映画「サウダーヂ」について、いま考えていること

修道院の長老がこう言う。


肝心なのは、自分自身に嘘をつかぬことだ。
みずからを欺き、みずからの偽りに耳を傾けるものは、
ついには自分の中にも他人の中にも、真実を見分けることができぬようになる。
したがって、みずからを侮り、他人をないがしろにするに至るのだ。


カラマーゾフの兄弟に書いてあった。
とても簡潔で具体的で、明快な説教だと思う。
思い込みによる自家中毒が精神病の根源であり完全にみずからを欺いているのだと
それを自覚もできず知らず育つ子供らのいかほどに多いことかと
銀座の街や会社にてそのように思う。
聞こえてくる言葉、誰でもいい会話、波風のなき偽りの空間と、しずかに押さえつける暴力。
欺きつづけていたわたし、資料を切り刻みながら思う、よくやってたねえとおどろく。
うそのことば、うそを真実に近づけようと闘ったことば、ばらばらになり同じようにちぎれ
塵になる。まあ、もうすっかり終ったことだ。
他人に環境に理解を示しすぎることは、自分を欺くことに、つながりやすいからきをつけて。
きをつけてなどいなかった、無防備に、そのくせはきっと続く。


ドストエフスキーは長老が奇跡を起こすシーンを、ちょっとおもしろく書いている。
憑かれ女、いまでいう精神病の発作を起こす女性たちで、彼女らはとてもくるしんで叫んでいる。
けれど長老が目の前に現れると、すうっと治るという奇跡がおこる。
これは、本当は彼女らは仕事したくなくて、病気になっている、と
ドストエフスキーはあっさり(ちょっと笑ってしまうくらい)お茶目にかいている。
そして奇跡は、ふつうの状態に戻りたいという本心と、長老の戻りなさいよという理解と慰めが
うまいこと共振して起こり、病が治るのだと、そんなふうに書いている。
わたしははじめてドストエフスキーを読む。なんておもしろいんだろう!と心が満ち満ちる。

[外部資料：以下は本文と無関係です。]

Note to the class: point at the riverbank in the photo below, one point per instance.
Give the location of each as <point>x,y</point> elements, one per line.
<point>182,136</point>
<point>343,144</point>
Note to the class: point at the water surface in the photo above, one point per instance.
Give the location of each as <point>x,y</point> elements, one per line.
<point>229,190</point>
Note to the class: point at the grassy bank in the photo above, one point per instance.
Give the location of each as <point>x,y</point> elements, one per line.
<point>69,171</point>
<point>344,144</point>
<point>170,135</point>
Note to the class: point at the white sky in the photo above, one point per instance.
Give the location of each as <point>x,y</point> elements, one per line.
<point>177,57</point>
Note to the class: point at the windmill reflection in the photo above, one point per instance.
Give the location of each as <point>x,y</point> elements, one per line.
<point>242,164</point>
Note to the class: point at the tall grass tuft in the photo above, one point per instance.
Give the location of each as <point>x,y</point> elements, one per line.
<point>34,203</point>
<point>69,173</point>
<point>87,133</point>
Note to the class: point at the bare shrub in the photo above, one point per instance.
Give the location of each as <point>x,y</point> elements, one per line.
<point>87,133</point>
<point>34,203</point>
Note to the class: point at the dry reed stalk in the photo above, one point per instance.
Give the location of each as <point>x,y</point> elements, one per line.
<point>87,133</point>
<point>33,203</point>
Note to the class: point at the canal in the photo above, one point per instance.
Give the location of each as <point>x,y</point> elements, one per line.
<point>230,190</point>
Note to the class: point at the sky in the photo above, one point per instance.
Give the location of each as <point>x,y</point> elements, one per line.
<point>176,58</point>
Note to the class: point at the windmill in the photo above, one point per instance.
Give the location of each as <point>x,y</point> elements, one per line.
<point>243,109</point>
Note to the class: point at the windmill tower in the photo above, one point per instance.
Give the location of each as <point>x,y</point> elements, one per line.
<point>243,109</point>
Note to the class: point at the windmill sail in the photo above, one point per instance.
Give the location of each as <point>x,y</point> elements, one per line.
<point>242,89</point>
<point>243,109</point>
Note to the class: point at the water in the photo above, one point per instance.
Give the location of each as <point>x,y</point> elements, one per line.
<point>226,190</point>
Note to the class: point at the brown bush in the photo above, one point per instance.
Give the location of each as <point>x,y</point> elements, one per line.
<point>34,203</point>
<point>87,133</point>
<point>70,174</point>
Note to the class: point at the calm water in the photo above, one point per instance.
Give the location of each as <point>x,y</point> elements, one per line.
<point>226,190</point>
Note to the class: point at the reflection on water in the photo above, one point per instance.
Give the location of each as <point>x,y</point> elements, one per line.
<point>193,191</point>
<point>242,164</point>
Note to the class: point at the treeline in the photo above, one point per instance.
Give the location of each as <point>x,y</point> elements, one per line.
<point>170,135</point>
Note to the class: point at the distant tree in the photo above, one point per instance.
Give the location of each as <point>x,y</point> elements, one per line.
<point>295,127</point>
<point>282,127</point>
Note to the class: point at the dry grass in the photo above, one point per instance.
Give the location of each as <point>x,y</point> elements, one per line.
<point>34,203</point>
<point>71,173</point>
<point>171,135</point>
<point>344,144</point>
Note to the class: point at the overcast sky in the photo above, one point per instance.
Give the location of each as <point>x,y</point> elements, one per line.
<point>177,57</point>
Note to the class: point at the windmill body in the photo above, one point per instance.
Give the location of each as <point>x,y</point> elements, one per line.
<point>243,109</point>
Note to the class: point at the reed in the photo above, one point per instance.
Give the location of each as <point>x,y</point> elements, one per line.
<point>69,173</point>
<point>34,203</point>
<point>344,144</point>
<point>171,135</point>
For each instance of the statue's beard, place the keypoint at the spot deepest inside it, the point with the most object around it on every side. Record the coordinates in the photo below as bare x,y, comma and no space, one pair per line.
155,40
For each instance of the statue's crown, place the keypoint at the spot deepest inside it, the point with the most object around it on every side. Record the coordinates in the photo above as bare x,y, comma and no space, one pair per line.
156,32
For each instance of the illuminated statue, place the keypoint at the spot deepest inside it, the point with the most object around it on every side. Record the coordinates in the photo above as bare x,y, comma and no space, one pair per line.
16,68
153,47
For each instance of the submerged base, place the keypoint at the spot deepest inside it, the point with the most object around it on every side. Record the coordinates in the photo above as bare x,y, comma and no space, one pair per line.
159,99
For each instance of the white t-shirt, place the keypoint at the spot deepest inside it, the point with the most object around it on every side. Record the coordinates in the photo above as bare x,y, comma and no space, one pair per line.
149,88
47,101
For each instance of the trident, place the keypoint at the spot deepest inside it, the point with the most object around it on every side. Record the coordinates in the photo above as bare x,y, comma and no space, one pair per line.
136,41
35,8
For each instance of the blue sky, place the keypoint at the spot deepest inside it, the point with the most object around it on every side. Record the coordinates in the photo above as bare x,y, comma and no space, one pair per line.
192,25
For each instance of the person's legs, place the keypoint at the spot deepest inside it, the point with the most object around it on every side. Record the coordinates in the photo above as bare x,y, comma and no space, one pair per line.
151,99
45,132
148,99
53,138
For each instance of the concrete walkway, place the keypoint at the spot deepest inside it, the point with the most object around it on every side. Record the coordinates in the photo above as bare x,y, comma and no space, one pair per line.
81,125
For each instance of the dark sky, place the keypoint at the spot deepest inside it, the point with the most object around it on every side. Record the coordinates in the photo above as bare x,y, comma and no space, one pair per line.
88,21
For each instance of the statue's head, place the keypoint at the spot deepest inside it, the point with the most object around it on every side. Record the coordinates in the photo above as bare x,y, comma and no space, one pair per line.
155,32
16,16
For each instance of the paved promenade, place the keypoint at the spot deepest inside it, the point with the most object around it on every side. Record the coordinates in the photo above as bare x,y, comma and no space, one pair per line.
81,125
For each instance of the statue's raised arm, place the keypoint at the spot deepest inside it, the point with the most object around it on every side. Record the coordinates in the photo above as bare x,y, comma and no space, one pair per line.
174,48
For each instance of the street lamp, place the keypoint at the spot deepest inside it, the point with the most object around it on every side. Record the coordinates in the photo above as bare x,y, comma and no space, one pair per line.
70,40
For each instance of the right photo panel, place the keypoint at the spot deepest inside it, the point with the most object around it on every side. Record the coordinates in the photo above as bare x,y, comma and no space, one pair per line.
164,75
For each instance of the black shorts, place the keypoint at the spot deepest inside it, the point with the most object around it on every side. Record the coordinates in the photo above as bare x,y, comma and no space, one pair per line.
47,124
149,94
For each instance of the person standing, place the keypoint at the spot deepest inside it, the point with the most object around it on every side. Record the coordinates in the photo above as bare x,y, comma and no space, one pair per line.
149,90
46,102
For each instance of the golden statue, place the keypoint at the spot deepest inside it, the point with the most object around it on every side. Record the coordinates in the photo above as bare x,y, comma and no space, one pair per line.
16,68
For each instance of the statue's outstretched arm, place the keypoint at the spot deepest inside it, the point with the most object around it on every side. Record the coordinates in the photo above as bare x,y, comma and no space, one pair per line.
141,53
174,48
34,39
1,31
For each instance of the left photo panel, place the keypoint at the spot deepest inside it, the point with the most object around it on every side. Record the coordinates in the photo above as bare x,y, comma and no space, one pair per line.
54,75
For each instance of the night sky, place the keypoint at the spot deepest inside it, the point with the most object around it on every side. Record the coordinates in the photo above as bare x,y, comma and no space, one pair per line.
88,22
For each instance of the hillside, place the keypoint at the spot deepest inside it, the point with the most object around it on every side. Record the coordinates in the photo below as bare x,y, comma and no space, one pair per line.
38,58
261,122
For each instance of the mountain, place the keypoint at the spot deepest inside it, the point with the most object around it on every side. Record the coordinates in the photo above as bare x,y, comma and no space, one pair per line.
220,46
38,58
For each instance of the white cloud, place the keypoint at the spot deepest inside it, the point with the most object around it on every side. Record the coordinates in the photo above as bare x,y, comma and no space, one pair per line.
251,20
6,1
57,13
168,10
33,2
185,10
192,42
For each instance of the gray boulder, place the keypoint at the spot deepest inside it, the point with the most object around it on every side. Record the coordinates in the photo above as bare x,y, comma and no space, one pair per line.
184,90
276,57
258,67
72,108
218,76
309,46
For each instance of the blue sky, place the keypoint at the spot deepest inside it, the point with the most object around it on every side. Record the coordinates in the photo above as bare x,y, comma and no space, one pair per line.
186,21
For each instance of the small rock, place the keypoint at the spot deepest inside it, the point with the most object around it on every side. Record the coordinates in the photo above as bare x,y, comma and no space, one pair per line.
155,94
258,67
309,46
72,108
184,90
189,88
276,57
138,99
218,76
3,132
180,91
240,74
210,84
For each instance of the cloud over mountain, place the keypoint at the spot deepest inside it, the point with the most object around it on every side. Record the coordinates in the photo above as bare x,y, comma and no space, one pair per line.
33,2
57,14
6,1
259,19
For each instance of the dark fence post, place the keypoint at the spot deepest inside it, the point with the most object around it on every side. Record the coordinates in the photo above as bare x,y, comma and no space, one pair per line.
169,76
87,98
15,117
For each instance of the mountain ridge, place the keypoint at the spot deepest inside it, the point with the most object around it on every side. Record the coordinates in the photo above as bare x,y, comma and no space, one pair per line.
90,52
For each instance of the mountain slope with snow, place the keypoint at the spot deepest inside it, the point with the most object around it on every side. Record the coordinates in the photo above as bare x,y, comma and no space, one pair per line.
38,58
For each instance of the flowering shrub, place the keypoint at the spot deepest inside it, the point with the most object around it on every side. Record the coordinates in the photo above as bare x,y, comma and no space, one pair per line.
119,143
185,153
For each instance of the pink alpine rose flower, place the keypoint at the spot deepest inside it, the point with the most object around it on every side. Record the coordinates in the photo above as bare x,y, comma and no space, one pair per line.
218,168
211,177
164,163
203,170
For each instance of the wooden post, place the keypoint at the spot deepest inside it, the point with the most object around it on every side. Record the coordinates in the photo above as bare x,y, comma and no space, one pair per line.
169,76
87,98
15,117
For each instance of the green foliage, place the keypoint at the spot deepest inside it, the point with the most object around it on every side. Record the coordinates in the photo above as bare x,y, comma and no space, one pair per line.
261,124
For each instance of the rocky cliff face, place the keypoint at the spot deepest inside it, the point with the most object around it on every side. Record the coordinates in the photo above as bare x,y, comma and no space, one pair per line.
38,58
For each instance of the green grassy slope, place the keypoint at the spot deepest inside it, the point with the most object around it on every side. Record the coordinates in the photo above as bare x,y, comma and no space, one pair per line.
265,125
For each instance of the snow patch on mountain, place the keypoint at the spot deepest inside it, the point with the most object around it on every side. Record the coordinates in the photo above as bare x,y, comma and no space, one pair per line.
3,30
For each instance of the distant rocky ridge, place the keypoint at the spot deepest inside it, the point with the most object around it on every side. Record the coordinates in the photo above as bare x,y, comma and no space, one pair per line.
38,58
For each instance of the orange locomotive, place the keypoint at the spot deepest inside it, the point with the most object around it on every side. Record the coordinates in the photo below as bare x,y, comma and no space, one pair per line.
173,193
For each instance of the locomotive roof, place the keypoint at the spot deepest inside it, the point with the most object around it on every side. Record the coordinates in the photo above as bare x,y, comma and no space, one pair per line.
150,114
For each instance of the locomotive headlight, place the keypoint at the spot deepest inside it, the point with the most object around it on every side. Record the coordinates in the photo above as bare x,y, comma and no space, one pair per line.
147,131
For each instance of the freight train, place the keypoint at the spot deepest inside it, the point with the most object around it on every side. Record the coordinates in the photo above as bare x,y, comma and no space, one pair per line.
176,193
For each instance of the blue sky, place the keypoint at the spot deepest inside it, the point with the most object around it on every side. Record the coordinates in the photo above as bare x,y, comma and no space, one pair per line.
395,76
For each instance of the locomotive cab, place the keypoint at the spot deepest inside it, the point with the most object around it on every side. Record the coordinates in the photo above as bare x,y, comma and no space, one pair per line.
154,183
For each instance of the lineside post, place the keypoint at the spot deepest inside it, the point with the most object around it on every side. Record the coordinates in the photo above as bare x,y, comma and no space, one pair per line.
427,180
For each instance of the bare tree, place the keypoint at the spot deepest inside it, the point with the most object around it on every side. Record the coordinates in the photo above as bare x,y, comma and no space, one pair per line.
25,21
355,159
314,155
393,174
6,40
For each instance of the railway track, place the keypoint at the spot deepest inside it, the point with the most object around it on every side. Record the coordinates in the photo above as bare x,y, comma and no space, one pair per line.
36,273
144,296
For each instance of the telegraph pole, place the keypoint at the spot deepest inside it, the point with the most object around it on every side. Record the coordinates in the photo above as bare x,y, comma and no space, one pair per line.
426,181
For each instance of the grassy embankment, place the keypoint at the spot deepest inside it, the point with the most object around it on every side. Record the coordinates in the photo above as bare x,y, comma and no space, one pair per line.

さて、わたしはこの冒頭に引用した言葉をビラにして今の東京じゅうの上空に
ヘリコプターから撒き散らしたいくらい、みずからを欺く人とその醸成されるおかしな環境にたいして
自覚してと、叫びたいのだけど叫べばおかしな狂信者扱いをされるのかな?
そう、このようなときのためにさまざまなメディアが発達しここにあるのだけど
メディアとなると数が多すぎて、かんたんに埋もれてしまう。
ただし数も絞られてあんがい埋もれにくいメディアがあり、それが映画だと思う。
わたしは「サウダーヂ」の大ヒットをとてもうれしく思っている。


とにかくたくさんの人たち、たくさんのうそつきが出てくる映画だ。
うそつきというのは、長老の説教基準での、自分を欺いている人々のことで
なにか自分を納得させて生きている人々。
自分説得材料は、世間にそれこそメディアに溢れており、かれらは納得のために
耳や目をふさいで生きている。しんどいと思う。でもそれが、銀座の真実でもある。
映画の舞台は山梨県甲府だけれど。
目先の人間関係は狭く、そのなかに閉じ込められているけれどそう思っていない人々は
それぞれにちいさな憧れや希望を抱いているはずなのだけど、
それら夢がほんとうか、自分を欺いて得た、夢という(さらに欺きを強固にする)説得材料ではないか
自分さがしのあとの自分確定を、早急にむりやり捏造するための灯し火じゃないかと、
まぼろしごっこか言葉遊びか、ざらざらに見え隠れする、みずからの偽り。顔、顔、顔。


たくさんの登場人物のなかで、主人公のラッパーの男の子、それから何人かの女の子集団が、自分を欺いていない。
そのふた組だけ?と思うかもしれないけれど、映画をみればそう、自分を欺いたまま生きることのたやすさと
長いものに染まっとけばOKなんていうアイデンティティのお手軽さ(そして、異常さ)が明確にみえてくると思う。
女の子たちは他人のうわさ話をするだけで、うわさの内容の虚偽はともかくとして
すくなくとも彼女らはまったく自分を欺く気がない。さらさらない。そもそも、欺くってなんで?つまんなくね?
つか、めんどくさ。
と思っている。(わたしはこの子たちが好きだ。)
そしてラッパーの男の子は、自分を欺く材料となりえるものたちと、意識的にもうれつに、闘っている。
この主人公の子に、ふいをつかれて自家中毒が侵食し、まわってしまって事件を起こす、さてかれはたましいを守れたかと
わたしはこの映画をおもにそういう映画だと思っている。
かれの贖罪をみてわたしたちは救われる。元気や勇気や癒しをもらうことや、みずからの正しさを守っていいんだよということを
それが一寸先の未来と現在の環境を手放すことになっても、それでもかまわないしそのほうがはるかに生きやすく
快適で、苦しくないのならそれが、みずからを欺いてないってことだと、わたしはからだにしみてそう思う。
そしてかれ以外の人々の欺きの姿、その多さを見て。
もうひとりの主人公、土方の男性が、幻影とともに、欺きとおした現在の自分自身の孤独に気づいて途方にくれるシーンがある
かれの場合は、一寸先の未来と現在を…手放すのでなく、そもそもそんなものなかったとっくに失ってたとわかってしまう。
かなしいけれど現実は目の前の現実で、そして「これは自分だ」と自覚する誰かが、多くいてくれればいいと願う。
自覚できなければ思考も行動もできない、脳にうでに足に言葉に、そういうふうにつながらない。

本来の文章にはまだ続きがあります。